Changelog

Notable changes to CodeBook Lab, newest first. Versions follow the package releases on PyPI and GitHub.

1.4.0

2026-06-25

New features

  • Chat continuation modes. chat_mode controls how annotation calls share chat history within a run — per_text (one chat per row), per_query (a fresh chat per query), or continuous (one chat for the whole run). See Chat continuation modes.
  • Model reasoning. reasoning=True/False/None is passed through to ChatOllama; Lab captures the model’s reasoning (structured reasoning_content, falling back to <think>…</think>) and writes per-query traces to reasoning_traces.jsonl. See Model reasoning.

Changes

  • Sensible classification defaults. ExperimentSpec now defaults to temperature=0.0, use_examples=True, chat_mode="per_text", and reasoning=None, and the default retry strategy is now reprompt.
  • Run-ID output folders. Runs are written to outputs/<task>/<run_id>/ instead of long configuration-based folder names; the full configuration is stored in config.json, and the runs metrics table now records chat_mode and reasoning. See Outputs & Metrics.

Internal changes

  • Updated tests, README, and example scripts.

1.3.0

2026-06-24

New features

  • Span annotations. Labelled and unlabelled character-span coding, scored with token F1, exact-match F1, and character IoU. Adds the bundled discrete-emotions demo task. See Annotation Types.
  • Tidy metrics output. Results are written as two linked tables — a long <task>_metrics_log.csv (one row per run × column × metric) and a <task>_metrics_log_runs.csv of per-run configuration and per-query efficiency.
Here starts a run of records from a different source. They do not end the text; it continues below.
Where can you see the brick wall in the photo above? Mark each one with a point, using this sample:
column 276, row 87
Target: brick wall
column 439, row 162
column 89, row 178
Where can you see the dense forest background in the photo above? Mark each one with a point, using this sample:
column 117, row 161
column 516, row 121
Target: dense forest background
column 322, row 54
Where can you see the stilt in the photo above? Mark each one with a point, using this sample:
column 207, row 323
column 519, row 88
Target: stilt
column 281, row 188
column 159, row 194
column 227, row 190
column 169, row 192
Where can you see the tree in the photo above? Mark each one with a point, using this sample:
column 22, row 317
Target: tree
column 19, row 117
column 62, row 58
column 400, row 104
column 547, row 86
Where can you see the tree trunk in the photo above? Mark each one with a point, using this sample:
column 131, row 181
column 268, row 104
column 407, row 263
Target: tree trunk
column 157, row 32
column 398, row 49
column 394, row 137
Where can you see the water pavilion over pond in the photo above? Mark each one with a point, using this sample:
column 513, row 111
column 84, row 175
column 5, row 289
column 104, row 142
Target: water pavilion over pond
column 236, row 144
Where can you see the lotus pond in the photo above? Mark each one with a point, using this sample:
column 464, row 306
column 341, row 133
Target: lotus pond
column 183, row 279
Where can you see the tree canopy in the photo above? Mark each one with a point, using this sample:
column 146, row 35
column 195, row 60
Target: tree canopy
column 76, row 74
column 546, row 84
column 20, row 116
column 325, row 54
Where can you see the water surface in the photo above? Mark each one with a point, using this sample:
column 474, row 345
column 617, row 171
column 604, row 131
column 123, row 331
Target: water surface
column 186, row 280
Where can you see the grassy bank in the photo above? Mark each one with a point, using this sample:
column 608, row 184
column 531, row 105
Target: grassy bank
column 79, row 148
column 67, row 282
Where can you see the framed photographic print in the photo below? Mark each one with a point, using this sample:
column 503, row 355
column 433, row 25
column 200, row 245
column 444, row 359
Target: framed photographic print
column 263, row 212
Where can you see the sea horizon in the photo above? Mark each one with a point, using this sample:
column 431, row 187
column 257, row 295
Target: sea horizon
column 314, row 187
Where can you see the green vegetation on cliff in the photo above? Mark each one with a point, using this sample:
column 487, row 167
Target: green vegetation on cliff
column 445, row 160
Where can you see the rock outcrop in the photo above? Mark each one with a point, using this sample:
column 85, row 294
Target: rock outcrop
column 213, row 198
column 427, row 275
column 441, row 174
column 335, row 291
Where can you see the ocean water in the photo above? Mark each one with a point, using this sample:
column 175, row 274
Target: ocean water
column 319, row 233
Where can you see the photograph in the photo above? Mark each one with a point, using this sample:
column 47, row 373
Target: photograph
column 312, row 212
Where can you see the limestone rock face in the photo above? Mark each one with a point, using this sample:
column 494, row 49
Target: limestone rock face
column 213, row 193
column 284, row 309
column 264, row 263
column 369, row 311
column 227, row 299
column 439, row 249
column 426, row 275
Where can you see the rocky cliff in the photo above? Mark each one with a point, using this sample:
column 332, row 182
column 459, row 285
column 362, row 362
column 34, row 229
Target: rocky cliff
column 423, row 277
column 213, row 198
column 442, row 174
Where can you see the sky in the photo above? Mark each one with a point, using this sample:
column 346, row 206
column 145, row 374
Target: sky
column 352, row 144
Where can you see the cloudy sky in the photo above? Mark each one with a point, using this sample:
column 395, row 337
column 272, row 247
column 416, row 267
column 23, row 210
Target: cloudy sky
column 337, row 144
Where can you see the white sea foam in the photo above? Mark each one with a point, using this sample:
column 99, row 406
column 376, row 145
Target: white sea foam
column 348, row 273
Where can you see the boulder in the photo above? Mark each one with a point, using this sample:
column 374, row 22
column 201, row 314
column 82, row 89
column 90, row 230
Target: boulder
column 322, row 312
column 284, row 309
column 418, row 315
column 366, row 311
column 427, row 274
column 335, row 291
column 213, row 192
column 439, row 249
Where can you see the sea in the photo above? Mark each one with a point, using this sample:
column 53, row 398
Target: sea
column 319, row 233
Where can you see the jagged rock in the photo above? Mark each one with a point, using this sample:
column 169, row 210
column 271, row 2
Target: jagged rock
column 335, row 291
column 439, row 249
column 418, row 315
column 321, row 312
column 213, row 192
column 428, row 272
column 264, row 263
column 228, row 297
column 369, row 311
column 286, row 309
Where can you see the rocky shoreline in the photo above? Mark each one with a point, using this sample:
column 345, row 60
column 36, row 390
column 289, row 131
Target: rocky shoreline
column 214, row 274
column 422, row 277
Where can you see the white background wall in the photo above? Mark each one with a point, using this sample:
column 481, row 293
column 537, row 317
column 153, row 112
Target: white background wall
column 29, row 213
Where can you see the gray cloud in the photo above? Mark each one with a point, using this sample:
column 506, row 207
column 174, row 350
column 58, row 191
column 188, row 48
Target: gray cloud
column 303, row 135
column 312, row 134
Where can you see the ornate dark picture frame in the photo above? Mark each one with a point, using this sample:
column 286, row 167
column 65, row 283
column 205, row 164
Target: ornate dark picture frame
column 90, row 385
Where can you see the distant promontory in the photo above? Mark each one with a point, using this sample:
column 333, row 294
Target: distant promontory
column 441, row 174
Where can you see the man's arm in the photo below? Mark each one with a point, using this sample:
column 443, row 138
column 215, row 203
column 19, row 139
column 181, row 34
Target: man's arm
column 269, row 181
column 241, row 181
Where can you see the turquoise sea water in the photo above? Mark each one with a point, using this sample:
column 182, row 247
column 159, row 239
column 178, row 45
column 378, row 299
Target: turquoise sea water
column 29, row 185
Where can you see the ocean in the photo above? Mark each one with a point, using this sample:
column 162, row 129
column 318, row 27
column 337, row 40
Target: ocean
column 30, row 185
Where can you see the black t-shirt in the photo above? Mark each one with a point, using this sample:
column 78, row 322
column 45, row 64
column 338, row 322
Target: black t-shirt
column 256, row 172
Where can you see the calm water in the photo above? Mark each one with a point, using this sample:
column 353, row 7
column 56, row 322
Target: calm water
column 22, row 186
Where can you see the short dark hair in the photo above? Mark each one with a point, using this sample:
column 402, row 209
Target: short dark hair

See Outputs & Metrics.

Bug fixes

  • Harmonised invalid-response handling across annotation types: invalid model responses are retried and then stored as null, rather than silently defaulted. See Conditionals & Retries.

Internal changes

  • Added unit tests for span value parsing, response extraction, and metrics integration.

1.2.0

2026-06-24

New features

  • Human reliability and adjudication. calculate_human_reliability() and build_human_ground_truth() validate coder CSVs, compute inter-coder reliability, surface disagreements, and build a consensus ground truth with an adjudication queue. See Human Reliability.

Internal changes

  • A GitHub Release is now created automatically on tag push.

1.1.1

2026-06-08

New features

  • generate_response() now uses Ollama’s JSON-schema structured-output method for more reliable parsing of model responses.

Internal changes

  • Added a PyPI publish workflow, README badges, and the preprint reference.

1.1.0

2026-03-23

Internal changes

  • First packaged distribution, with a Zenodo DOI and citation metadata.

1.0.0

2026-03-23

New features

  • Initial release: codebook-driven LLM annotation and benchmarking against human labels. run_experiment() and run_experiment_grid() sweep model, prompt style, examples, and sampling settings; classification, agreement, and textbox metrics; built-in standard, persona, and CoT prompt wrappers; and the bundled policy-sentiment task.